L’edizione odierna de “La Repubblica” si sofferma sul Palermo che sprofonda contro il Catanzaro.
E adesso? Eugenio Corini, alla vigilia della partita contro il Catanzaro, aveva detto che a Palermo la gente era abituata con Zamparini e che con il nuovo corso la società si schierava con il tecnico. Adesso però anche lo sceicco Mansour o chi per lui avrà perso la pazienza e si sarà reso conto che così non si può andare avanti, che la situazione è arrivata anche oltre il baratro e che il 2 a 1 con il quale il Catanzaro è passato al “Barbera” ha detto che questo Palermo è una squadra dall’elettroencefalogramma piatto, senza nerbo, senza idee. Corini, giusto per restare alle sue dichiarazioni pre gara, dice che la squadra è dalla sua parte.
Se così è i giocatori non fanno nulla per dimostrarlo, anzi sembrano accreditare la tesi opposta o, quanto meno, che esiste un difetto di comunicazione tra l’allenatore e i suoi giocatori. Già, suoi. Ma suoi sino a quando? Questa sconfitta sembra essere la pietra tombale sull’esperienza di Corini sulla panchina rosanero. Adesso inizieranno le valutazioni, ammesso che queste analisi non siano già state fatte nei giorni e nelle settimane scorse.

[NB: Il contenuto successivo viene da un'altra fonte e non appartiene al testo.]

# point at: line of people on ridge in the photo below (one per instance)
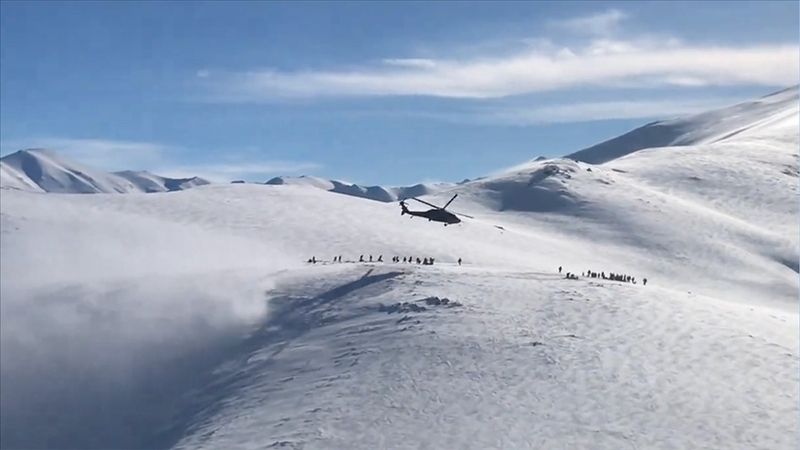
(427, 261)
(610, 276)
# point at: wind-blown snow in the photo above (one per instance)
(194, 319)
(40, 170)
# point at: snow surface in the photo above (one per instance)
(703, 128)
(41, 170)
(190, 319)
(378, 193)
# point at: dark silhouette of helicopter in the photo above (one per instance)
(436, 214)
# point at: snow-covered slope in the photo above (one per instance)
(148, 182)
(40, 170)
(353, 355)
(713, 126)
(379, 193)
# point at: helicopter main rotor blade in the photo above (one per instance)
(423, 201)
(451, 201)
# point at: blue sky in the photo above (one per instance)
(374, 93)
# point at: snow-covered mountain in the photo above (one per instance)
(214, 333)
(378, 193)
(40, 170)
(704, 128)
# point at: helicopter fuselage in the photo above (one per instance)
(436, 215)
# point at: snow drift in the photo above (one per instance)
(188, 320)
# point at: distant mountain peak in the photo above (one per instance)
(710, 126)
(43, 170)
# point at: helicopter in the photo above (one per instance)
(437, 214)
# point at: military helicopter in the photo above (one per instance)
(436, 214)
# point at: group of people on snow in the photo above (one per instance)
(425, 261)
(610, 276)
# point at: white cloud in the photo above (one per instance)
(592, 111)
(600, 63)
(600, 24)
(410, 62)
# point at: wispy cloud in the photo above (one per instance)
(570, 112)
(604, 56)
(602, 63)
(600, 24)
(593, 111)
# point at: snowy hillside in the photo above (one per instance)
(713, 126)
(378, 193)
(196, 319)
(40, 170)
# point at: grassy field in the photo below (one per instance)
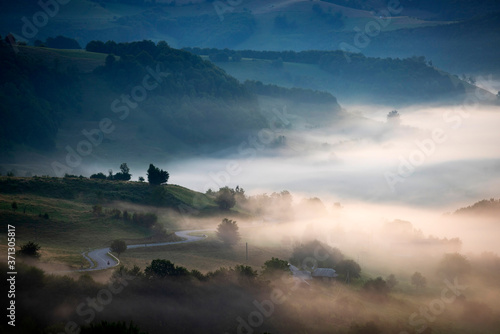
(206, 255)
(71, 227)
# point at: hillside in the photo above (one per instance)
(350, 77)
(448, 32)
(484, 207)
(69, 215)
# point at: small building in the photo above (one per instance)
(326, 274)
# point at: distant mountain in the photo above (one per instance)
(64, 109)
(484, 207)
(457, 35)
(347, 76)
(186, 96)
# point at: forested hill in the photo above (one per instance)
(167, 98)
(187, 96)
(348, 74)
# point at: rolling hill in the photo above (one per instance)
(436, 30)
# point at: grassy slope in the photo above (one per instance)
(72, 227)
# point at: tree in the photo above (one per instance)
(418, 280)
(99, 176)
(157, 176)
(274, 266)
(110, 60)
(391, 281)
(118, 246)
(164, 268)
(30, 249)
(315, 254)
(225, 198)
(377, 286)
(227, 231)
(124, 175)
(349, 267)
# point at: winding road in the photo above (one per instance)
(103, 259)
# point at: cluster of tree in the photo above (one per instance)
(227, 232)
(483, 207)
(156, 176)
(35, 99)
(209, 30)
(189, 74)
(30, 249)
(146, 219)
(277, 205)
(305, 57)
(123, 175)
(355, 74)
(226, 197)
(293, 94)
(315, 254)
(58, 42)
(200, 95)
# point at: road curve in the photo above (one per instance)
(102, 258)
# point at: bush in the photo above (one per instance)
(376, 286)
(30, 249)
(316, 254)
(145, 219)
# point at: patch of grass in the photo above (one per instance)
(206, 255)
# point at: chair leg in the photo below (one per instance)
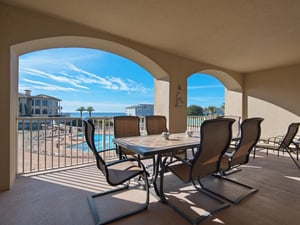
(184, 215)
(95, 211)
(292, 157)
(251, 190)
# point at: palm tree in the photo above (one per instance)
(81, 109)
(90, 109)
(212, 110)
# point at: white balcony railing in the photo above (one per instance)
(57, 142)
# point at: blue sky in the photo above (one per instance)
(105, 81)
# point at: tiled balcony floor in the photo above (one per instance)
(60, 198)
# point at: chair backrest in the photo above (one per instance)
(89, 137)
(291, 133)
(250, 134)
(215, 138)
(126, 126)
(156, 124)
(236, 126)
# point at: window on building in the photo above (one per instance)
(37, 111)
(45, 103)
(37, 102)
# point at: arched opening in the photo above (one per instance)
(225, 94)
(57, 42)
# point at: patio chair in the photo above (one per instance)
(215, 139)
(284, 144)
(156, 124)
(118, 172)
(239, 155)
(128, 126)
(236, 128)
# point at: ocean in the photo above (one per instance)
(95, 114)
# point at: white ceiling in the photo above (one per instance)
(240, 35)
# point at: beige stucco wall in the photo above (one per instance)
(24, 31)
(273, 95)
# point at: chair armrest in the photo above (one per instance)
(121, 161)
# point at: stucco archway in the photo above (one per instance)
(234, 100)
(63, 42)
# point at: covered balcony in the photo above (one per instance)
(252, 47)
(60, 197)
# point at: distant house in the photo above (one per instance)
(140, 110)
(38, 105)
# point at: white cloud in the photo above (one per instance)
(48, 76)
(113, 82)
(205, 86)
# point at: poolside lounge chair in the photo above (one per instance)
(118, 172)
(284, 144)
(239, 155)
(215, 139)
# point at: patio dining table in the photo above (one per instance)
(156, 145)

La contestazione del pubblico sancisce la fine di una storia che era stata d’amore quando Corini giocava ed è diventata ai limiti dell’odio oggi che l’ex capitano siede in panchina. E non regge nemmeno la scusa che i giocatori soffrono la pressione del “Barbera” perché se così fosse sarebbe ancora più deprimente per professionisti che fanno questo mestiere per giocare in una piazza come Palermo. Giocatori che hanno colpe pari se non maggiori a quelle del loro allenatore.